Does this sound shady to anybody else? Meeting up with a complete stranger, possibly (probably?) for sex, is a dangerous proposition, and there's a growing history of grisly homicides carried out by killers who found their victims online. This fear popped up frequently in the early days of online dating, but in recent years, it has largely been assuaged by the millions of people who meet through dating sites and do not kill each other.

And yet as history has shown, people take advantage of anonymity online in troubling ways, and it's hard to imagine a service more anonymous than what we know of the Crazy Blind Date app. The OkCupid crew has made an effort to make Crazy Blind Date safer, though, by only allowing dates to take place at venues listed on FourSquare to discourage people from inviting blind dates over to their houses. (Pro tip: It's not very hard to list your house as a venue on FourSquare.)

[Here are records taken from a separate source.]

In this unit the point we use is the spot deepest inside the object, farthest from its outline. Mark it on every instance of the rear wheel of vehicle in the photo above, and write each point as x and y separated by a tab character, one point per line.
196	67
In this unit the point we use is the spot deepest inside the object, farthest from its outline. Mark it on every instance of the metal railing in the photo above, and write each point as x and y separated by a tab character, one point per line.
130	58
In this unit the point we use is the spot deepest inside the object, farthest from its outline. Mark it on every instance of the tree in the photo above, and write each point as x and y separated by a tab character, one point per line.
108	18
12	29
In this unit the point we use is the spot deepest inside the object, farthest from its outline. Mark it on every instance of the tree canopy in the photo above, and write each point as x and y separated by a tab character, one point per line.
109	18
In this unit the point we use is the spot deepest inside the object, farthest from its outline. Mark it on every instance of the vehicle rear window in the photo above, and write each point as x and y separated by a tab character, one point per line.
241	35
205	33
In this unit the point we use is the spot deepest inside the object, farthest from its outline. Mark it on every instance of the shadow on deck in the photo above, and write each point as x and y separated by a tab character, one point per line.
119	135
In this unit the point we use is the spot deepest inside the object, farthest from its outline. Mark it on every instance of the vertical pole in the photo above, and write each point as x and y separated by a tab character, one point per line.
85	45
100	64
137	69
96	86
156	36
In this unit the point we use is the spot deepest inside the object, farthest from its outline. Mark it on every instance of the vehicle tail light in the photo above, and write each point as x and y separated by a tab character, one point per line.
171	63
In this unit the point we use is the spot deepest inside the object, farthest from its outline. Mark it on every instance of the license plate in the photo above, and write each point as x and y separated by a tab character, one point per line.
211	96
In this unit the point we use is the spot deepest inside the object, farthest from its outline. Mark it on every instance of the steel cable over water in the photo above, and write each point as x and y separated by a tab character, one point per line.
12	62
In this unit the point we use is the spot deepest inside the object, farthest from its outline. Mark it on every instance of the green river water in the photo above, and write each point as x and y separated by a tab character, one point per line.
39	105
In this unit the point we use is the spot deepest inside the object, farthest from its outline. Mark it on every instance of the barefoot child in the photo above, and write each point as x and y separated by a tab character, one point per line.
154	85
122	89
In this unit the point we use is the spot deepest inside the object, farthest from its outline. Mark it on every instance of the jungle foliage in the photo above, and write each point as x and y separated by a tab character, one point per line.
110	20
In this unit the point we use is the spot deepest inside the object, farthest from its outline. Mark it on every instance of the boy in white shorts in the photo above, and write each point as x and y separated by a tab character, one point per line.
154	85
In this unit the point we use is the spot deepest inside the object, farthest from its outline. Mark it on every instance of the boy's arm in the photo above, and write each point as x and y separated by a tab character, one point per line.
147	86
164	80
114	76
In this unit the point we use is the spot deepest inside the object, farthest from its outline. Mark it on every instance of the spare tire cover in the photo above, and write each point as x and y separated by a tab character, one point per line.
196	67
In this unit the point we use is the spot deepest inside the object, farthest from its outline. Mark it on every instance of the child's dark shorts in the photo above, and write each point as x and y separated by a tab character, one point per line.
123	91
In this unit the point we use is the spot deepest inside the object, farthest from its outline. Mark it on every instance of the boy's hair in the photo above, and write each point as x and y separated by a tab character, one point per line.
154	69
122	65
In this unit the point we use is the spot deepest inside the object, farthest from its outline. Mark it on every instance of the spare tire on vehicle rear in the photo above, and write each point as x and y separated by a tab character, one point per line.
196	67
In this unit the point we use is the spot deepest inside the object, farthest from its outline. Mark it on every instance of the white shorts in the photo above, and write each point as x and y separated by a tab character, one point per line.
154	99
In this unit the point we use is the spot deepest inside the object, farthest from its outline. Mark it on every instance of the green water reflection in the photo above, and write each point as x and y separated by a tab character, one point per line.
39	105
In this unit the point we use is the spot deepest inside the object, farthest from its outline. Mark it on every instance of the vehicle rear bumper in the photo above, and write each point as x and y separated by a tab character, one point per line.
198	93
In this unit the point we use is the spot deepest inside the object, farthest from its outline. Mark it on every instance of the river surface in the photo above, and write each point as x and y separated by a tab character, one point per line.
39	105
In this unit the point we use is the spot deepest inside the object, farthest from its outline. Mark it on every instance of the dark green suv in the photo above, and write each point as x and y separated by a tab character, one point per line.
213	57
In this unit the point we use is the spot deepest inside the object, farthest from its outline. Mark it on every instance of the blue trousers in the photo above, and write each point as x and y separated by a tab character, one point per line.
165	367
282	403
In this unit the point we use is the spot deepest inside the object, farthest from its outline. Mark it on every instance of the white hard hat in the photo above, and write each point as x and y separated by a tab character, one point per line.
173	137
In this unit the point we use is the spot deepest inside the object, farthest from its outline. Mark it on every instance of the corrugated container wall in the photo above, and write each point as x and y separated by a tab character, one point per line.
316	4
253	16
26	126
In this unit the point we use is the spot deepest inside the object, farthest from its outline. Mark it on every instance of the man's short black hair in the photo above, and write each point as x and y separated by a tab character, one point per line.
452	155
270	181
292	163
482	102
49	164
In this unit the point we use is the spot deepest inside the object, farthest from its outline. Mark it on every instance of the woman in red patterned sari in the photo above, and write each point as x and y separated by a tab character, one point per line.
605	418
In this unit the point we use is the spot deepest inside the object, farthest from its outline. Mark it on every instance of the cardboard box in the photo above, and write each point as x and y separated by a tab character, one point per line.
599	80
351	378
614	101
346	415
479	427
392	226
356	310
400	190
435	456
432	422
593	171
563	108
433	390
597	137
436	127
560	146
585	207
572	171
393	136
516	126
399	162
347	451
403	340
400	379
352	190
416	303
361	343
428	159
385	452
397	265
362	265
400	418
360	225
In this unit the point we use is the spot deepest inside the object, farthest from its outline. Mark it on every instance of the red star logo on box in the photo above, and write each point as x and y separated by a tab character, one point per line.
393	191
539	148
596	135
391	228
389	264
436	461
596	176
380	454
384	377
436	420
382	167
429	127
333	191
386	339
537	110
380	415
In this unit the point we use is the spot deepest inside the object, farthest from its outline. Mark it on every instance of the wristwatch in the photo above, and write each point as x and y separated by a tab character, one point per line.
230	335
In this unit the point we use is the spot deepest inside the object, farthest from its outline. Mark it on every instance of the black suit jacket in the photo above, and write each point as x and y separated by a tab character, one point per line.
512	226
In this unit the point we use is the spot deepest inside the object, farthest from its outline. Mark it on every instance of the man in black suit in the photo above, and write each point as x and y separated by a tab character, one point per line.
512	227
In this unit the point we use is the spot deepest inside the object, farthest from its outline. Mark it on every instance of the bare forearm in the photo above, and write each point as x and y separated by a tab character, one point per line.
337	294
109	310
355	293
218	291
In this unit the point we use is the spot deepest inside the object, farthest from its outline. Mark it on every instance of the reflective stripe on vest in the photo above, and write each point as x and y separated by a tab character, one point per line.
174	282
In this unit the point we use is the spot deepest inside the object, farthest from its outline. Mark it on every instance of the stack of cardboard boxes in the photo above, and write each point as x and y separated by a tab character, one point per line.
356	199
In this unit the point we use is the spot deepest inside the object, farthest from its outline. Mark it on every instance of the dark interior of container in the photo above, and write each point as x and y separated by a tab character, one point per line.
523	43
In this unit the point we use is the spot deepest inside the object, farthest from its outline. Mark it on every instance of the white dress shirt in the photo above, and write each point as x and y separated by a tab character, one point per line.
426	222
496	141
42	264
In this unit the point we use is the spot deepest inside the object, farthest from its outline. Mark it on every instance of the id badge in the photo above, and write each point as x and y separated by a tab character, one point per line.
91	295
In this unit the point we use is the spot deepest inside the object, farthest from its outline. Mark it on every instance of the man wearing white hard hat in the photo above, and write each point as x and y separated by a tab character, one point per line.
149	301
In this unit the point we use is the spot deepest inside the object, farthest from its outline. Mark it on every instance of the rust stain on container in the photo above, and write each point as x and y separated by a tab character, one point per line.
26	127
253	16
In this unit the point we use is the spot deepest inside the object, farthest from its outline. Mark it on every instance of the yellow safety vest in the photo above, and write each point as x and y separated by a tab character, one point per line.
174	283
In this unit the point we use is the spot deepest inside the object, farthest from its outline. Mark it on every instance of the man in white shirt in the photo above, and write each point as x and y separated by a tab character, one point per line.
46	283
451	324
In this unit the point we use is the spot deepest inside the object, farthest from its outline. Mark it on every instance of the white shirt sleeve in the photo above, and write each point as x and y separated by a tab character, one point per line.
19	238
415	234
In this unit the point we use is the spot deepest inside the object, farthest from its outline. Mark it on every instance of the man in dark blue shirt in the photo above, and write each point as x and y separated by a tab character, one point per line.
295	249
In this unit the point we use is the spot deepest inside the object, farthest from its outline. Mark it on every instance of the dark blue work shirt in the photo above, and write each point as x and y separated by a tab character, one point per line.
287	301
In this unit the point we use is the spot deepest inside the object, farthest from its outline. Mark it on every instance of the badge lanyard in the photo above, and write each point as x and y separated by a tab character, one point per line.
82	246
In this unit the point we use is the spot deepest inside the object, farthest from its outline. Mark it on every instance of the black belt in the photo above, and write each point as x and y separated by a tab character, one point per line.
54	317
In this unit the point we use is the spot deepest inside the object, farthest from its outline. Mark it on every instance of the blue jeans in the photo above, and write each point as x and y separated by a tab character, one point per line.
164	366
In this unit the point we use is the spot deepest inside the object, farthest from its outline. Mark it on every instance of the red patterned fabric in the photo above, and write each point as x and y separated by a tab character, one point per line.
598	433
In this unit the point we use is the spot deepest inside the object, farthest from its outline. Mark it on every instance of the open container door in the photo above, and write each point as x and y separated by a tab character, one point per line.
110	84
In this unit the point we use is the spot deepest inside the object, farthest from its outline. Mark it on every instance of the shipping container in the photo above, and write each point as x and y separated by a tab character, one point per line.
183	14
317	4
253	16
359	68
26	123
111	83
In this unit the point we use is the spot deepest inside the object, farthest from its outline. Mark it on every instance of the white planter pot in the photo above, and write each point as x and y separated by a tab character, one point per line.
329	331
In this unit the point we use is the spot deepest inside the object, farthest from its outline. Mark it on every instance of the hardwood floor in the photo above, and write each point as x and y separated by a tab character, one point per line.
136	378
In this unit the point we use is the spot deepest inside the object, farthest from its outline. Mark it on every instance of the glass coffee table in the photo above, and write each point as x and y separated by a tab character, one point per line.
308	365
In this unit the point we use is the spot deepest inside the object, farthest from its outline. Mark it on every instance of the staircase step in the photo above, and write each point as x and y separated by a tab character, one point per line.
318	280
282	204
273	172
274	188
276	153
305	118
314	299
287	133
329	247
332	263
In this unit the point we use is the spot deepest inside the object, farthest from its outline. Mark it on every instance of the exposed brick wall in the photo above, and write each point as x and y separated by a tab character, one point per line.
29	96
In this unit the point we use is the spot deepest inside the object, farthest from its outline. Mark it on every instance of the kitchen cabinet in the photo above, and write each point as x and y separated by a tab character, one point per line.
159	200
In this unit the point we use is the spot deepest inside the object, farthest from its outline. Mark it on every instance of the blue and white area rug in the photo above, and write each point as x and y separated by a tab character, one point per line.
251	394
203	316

The strangers-with-candy issue isn't really what sounds unappealing about Crazy Blind Date, though. Like regular blind dates, it honestly just sounds like a waste of time. Which is ironic because OkCupid's founders said that the reason they built the app was to help people save time trying to find a date. The fact of the matter is that it takes time to weed out the weirdos on online dating sites, and most people would rather do that in the comfort of their own homes than in a public space where they have to sit across the table from someone they know nothing about. Knowing less about those people doesn't make it any easier to like them. But it certainly makes it easier to fear them.